# 2 - Geographical Mapping
In the last post, I looked at the most valued neighbourhoods in the city by average assessed value. We were coming across neighbourhoods like "Uplands", "Decoteau", and "Aster"... where are these neighbourhoods? I have no clue to be honest. I can't even say I've heard of these neighbourhoods or anything resembling their names. "Decoteau"? I almost don't even believe that's in Edmonton...

## gmaps Library
In my last project, librosa was a gem of a library that did wonders for audio signal processing. I'm hoping gmaps provides the same kind of breakthrough for me here because I found it using the same methodical approach that I used to find librosa... first result on google!

![](https://s-media-cache-ak0.pinimg.com/originals/bc/aa/a0/bcaaa0df3a76cb47b6e0674f458fcea3.gif)

In all seriousness though, it looks like gmaps is able to embed a google maps interface right into Jupyter and allow you to plot on top of that. That sounds pretty enticing for now and definitely worth checking out for what I want to do here.

In [1]:
# Enable plots in the notebook
%matplotlib inline
import matplotlib.pyplot as plt

# Seaborn makes our plots prettier
import seaborn
seaborn.set(style = 'ticks')

# Import jupyter widgets
from ipywidgets import widgets

import numpy as np
import pandas as pd
import os
import gmaps
import warnings
warnings.filterwarnings('ignore')

In [2]:
# Initiate and configure gmaps with API Key
gmaps.configure(api_key=os.environ["GOOGLE_API_KEY"])

In [3]:
fig = gmaps.figure()
fig

Wow!
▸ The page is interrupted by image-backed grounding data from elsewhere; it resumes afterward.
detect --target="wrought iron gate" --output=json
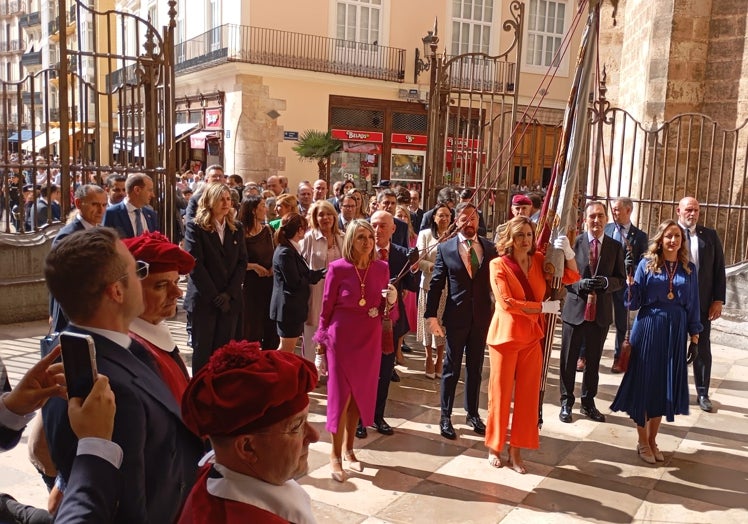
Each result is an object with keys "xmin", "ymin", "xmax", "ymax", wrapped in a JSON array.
[
  {"xmin": 1, "ymin": 0, "xmax": 177, "ymax": 238},
  {"xmin": 424, "ymin": 0, "xmax": 523, "ymax": 229}
]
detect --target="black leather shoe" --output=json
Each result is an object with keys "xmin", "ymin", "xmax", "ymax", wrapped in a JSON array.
[
  {"xmin": 373, "ymin": 419, "xmax": 394, "ymax": 435},
  {"xmin": 559, "ymin": 405, "xmax": 572, "ymax": 423},
  {"xmin": 355, "ymin": 423, "xmax": 368, "ymax": 439},
  {"xmin": 401, "ymin": 343, "xmax": 413, "ymax": 353},
  {"xmin": 466, "ymin": 415, "xmax": 486, "ymax": 435},
  {"xmin": 698, "ymin": 395, "xmax": 713, "ymax": 412},
  {"xmin": 580, "ymin": 405, "xmax": 606, "ymax": 422},
  {"xmin": 439, "ymin": 417, "xmax": 456, "ymax": 440},
  {"xmin": 390, "ymin": 370, "xmax": 401, "ymax": 382}
]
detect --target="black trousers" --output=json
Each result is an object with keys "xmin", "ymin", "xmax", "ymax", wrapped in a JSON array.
[
  {"xmin": 440, "ymin": 323, "xmax": 487, "ymax": 419},
  {"xmin": 559, "ymin": 320, "xmax": 607, "ymax": 407},
  {"xmin": 693, "ymin": 312, "xmax": 713, "ymax": 397},
  {"xmin": 611, "ymin": 288, "xmax": 629, "ymax": 358},
  {"xmin": 374, "ymin": 350, "xmax": 397, "ymax": 423}
]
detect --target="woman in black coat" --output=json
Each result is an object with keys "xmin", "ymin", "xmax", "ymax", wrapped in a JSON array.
[
  {"xmin": 270, "ymin": 212, "xmax": 325, "ymax": 353},
  {"xmin": 184, "ymin": 183, "xmax": 247, "ymax": 372}
]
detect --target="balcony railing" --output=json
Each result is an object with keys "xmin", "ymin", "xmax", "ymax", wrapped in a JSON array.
[
  {"xmin": 444, "ymin": 54, "xmax": 517, "ymax": 94},
  {"xmin": 48, "ymin": 18, "xmax": 59, "ymax": 36},
  {"xmin": 0, "ymin": 39, "xmax": 23, "ymax": 53},
  {"xmin": 19, "ymin": 10, "xmax": 39, "ymax": 27},
  {"xmin": 20, "ymin": 49, "xmax": 42, "ymax": 66},
  {"xmin": 175, "ymin": 24, "xmax": 406, "ymax": 83}
]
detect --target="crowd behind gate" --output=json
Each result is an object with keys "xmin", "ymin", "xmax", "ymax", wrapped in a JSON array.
[{"xmin": 0, "ymin": 165, "xmax": 726, "ymax": 522}]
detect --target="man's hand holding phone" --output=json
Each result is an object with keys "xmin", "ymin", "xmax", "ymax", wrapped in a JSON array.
[{"xmin": 68, "ymin": 375, "xmax": 116, "ymax": 441}]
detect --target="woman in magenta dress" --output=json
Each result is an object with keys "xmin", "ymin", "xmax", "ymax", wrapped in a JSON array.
[{"xmin": 315, "ymin": 219, "xmax": 397, "ymax": 482}]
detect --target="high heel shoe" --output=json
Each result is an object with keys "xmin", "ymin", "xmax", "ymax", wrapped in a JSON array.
[
  {"xmin": 506, "ymin": 446, "xmax": 527, "ymax": 474},
  {"xmin": 344, "ymin": 451, "xmax": 364, "ymax": 472},
  {"xmin": 330, "ymin": 457, "xmax": 347, "ymax": 482},
  {"xmin": 650, "ymin": 444, "xmax": 665, "ymax": 462},
  {"xmin": 637, "ymin": 443, "xmax": 656, "ymax": 464}
]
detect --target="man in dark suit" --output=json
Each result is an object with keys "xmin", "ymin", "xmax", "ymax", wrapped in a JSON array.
[
  {"xmin": 338, "ymin": 194, "xmax": 357, "ymax": 231},
  {"xmin": 184, "ymin": 165, "xmax": 225, "ymax": 224},
  {"xmin": 459, "ymin": 188, "xmax": 487, "ymax": 236},
  {"xmin": 408, "ymin": 189, "xmax": 425, "ymax": 233},
  {"xmin": 604, "ymin": 196, "xmax": 649, "ymax": 373},
  {"xmin": 559, "ymin": 201, "xmax": 626, "ymax": 424},
  {"xmin": 357, "ymin": 211, "xmax": 419, "ymax": 437},
  {"xmin": 376, "ymin": 189, "xmax": 410, "ymax": 248},
  {"xmin": 425, "ymin": 202, "xmax": 497, "ymax": 440},
  {"xmin": 43, "ymin": 227, "xmax": 203, "ymax": 524},
  {"xmin": 49, "ymin": 184, "xmax": 108, "ymax": 333},
  {"xmin": 102, "ymin": 173, "xmax": 159, "ymax": 238},
  {"xmin": 29, "ymin": 183, "xmax": 62, "ymax": 227},
  {"xmin": 677, "ymin": 196, "xmax": 726, "ymax": 412}
]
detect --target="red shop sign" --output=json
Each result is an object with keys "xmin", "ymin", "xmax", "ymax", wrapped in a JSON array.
[
  {"xmin": 331, "ymin": 129, "xmax": 384, "ymax": 142},
  {"xmin": 391, "ymin": 133, "xmax": 427, "ymax": 146},
  {"xmin": 446, "ymin": 137, "xmax": 481, "ymax": 150}
]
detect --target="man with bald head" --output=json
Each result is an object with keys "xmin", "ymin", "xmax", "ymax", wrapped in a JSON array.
[
  {"xmin": 312, "ymin": 179, "xmax": 328, "ymax": 202},
  {"xmin": 266, "ymin": 176, "xmax": 283, "ymax": 197},
  {"xmin": 356, "ymin": 211, "xmax": 419, "ymax": 438},
  {"xmin": 184, "ymin": 165, "xmax": 225, "ymax": 224},
  {"xmin": 676, "ymin": 196, "xmax": 726, "ymax": 412}
]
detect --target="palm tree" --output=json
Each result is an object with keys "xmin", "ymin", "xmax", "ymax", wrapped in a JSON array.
[{"xmin": 292, "ymin": 130, "xmax": 342, "ymax": 179}]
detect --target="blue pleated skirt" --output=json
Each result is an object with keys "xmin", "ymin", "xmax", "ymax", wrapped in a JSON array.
[{"xmin": 610, "ymin": 303, "xmax": 690, "ymax": 427}]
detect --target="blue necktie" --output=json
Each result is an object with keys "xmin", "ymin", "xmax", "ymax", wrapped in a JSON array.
[{"xmin": 134, "ymin": 208, "xmax": 143, "ymax": 236}]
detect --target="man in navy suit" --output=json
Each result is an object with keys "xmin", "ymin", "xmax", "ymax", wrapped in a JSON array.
[
  {"xmin": 29, "ymin": 183, "xmax": 61, "ymax": 227},
  {"xmin": 420, "ymin": 186, "xmax": 457, "ymax": 231},
  {"xmin": 338, "ymin": 194, "xmax": 357, "ymax": 231},
  {"xmin": 376, "ymin": 189, "xmax": 410, "ymax": 248},
  {"xmin": 559, "ymin": 201, "xmax": 626, "ymax": 424},
  {"xmin": 49, "ymin": 184, "xmax": 108, "ymax": 333},
  {"xmin": 604, "ymin": 197, "xmax": 649, "ymax": 373},
  {"xmin": 103, "ymin": 173, "xmax": 159, "ymax": 238},
  {"xmin": 425, "ymin": 202, "xmax": 497, "ymax": 440},
  {"xmin": 677, "ymin": 196, "xmax": 726, "ymax": 412},
  {"xmin": 357, "ymin": 211, "xmax": 419, "ymax": 437},
  {"xmin": 43, "ymin": 227, "xmax": 203, "ymax": 523}
]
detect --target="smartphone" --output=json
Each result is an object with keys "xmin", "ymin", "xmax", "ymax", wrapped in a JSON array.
[{"xmin": 60, "ymin": 332, "xmax": 98, "ymax": 399}]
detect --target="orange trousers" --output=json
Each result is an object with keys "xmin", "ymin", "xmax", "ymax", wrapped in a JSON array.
[{"xmin": 485, "ymin": 342, "xmax": 542, "ymax": 453}]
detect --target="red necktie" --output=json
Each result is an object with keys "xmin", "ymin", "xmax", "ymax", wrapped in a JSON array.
[{"xmin": 379, "ymin": 248, "xmax": 388, "ymax": 261}]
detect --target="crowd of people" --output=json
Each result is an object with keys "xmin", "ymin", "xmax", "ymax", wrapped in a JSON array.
[{"xmin": 0, "ymin": 162, "xmax": 727, "ymax": 521}]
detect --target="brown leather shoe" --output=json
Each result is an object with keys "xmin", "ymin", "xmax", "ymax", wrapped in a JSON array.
[
  {"xmin": 611, "ymin": 357, "xmax": 623, "ymax": 374},
  {"xmin": 576, "ymin": 357, "xmax": 586, "ymax": 372}
]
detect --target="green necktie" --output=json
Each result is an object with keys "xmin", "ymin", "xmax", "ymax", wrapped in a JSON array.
[{"xmin": 467, "ymin": 239, "xmax": 479, "ymax": 277}]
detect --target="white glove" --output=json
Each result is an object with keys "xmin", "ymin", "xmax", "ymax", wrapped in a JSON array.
[
  {"xmin": 427, "ymin": 317, "xmax": 445, "ymax": 338},
  {"xmin": 541, "ymin": 299, "xmax": 561, "ymax": 315},
  {"xmin": 554, "ymin": 235, "xmax": 575, "ymax": 260},
  {"xmin": 314, "ymin": 352, "xmax": 328, "ymax": 376},
  {"xmin": 382, "ymin": 284, "xmax": 398, "ymax": 306}
]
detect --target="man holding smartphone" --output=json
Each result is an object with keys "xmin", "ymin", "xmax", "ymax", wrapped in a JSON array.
[{"xmin": 43, "ymin": 227, "xmax": 203, "ymax": 524}]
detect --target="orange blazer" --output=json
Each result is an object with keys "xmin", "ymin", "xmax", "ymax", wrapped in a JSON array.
[{"xmin": 486, "ymin": 251, "xmax": 579, "ymax": 350}]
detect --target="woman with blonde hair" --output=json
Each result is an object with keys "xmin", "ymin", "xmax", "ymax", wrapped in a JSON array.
[
  {"xmin": 611, "ymin": 219, "xmax": 702, "ymax": 464},
  {"xmin": 315, "ymin": 219, "xmax": 397, "ymax": 482},
  {"xmin": 268, "ymin": 193, "xmax": 298, "ymax": 230},
  {"xmin": 300, "ymin": 200, "xmax": 344, "ymax": 367},
  {"xmin": 184, "ymin": 183, "xmax": 247, "ymax": 372},
  {"xmin": 485, "ymin": 216, "xmax": 578, "ymax": 473}
]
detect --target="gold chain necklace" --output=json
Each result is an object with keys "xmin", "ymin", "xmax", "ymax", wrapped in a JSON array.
[
  {"xmin": 664, "ymin": 260, "xmax": 678, "ymax": 300},
  {"xmin": 354, "ymin": 262, "xmax": 371, "ymax": 307}
]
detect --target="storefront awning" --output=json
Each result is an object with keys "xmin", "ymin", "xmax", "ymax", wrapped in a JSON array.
[
  {"xmin": 127, "ymin": 123, "xmax": 200, "ymax": 157},
  {"xmin": 7, "ymin": 130, "xmax": 43, "ymax": 143},
  {"xmin": 20, "ymin": 127, "xmax": 94, "ymax": 152},
  {"xmin": 189, "ymin": 131, "xmax": 219, "ymax": 149}
]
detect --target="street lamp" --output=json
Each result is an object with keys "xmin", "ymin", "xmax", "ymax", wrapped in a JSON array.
[{"xmin": 414, "ymin": 29, "xmax": 439, "ymax": 83}]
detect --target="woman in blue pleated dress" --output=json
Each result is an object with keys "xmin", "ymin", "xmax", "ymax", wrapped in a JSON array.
[{"xmin": 611, "ymin": 219, "xmax": 702, "ymax": 464}]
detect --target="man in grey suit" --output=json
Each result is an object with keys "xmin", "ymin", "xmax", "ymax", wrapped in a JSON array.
[
  {"xmin": 559, "ymin": 201, "xmax": 626, "ymax": 424},
  {"xmin": 677, "ymin": 196, "xmax": 726, "ymax": 412},
  {"xmin": 604, "ymin": 197, "xmax": 649, "ymax": 373}
]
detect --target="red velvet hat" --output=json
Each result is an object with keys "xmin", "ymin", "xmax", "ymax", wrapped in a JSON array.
[
  {"xmin": 511, "ymin": 194, "xmax": 532, "ymax": 206},
  {"xmin": 182, "ymin": 341, "xmax": 318, "ymax": 437},
  {"xmin": 122, "ymin": 231, "xmax": 195, "ymax": 275}
]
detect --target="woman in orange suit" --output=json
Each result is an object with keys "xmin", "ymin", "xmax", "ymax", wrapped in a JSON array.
[{"xmin": 486, "ymin": 216, "xmax": 579, "ymax": 473}]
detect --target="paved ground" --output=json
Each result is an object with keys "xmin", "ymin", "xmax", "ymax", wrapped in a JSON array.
[{"xmin": 1, "ymin": 314, "xmax": 747, "ymax": 523}]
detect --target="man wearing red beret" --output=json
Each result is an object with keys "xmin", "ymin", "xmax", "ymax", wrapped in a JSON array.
[
  {"xmin": 123, "ymin": 231, "xmax": 195, "ymax": 402},
  {"xmin": 178, "ymin": 341, "xmax": 319, "ymax": 524},
  {"xmin": 494, "ymin": 194, "xmax": 534, "ymax": 243}
]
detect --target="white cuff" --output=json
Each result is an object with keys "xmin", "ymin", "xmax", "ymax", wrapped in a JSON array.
[
  {"xmin": 0, "ymin": 392, "xmax": 36, "ymax": 431},
  {"xmin": 77, "ymin": 437, "xmax": 123, "ymax": 469}
]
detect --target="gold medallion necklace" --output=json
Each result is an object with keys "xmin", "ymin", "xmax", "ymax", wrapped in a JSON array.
[
  {"xmin": 354, "ymin": 262, "xmax": 371, "ymax": 307},
  {"xmin": 664, "ymin": 260, "xmax": 678, "ymax": 300}
]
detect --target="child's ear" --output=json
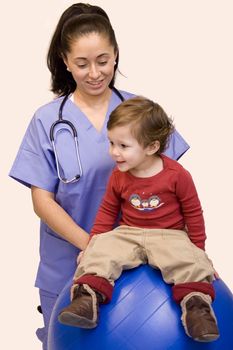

That was easy. We straight up have an interactive google maps display within jupyter! Let's check out some of gmaps' capabilities using some of its out of the box datasets.

In [4]:
# Import data sets
import gmaps.datasets

In [5]:
# Map all sites of political violence in Africal between 1997 and 2015
locations = gmaps.datasets.load_dataset_as_df("acled_africa")
fig = gmaps.figure()
heatmap_layer = gmaps.heatmap_layer(locations)
fig.add_layer(heatmap_layer)
fig

So there's the heatmap capabilities. It looks like you can also plot dots.

In [6]:
# Plot all the starbucks locations in the UK
df = gmaps.datasets.load_dataset_as_df("starbucks_kfc_uk")

starbucks_df = df[df["chain_name"] == "starbucks"]
starbucks_df = starbucks_df[['latitude', 'longitude']]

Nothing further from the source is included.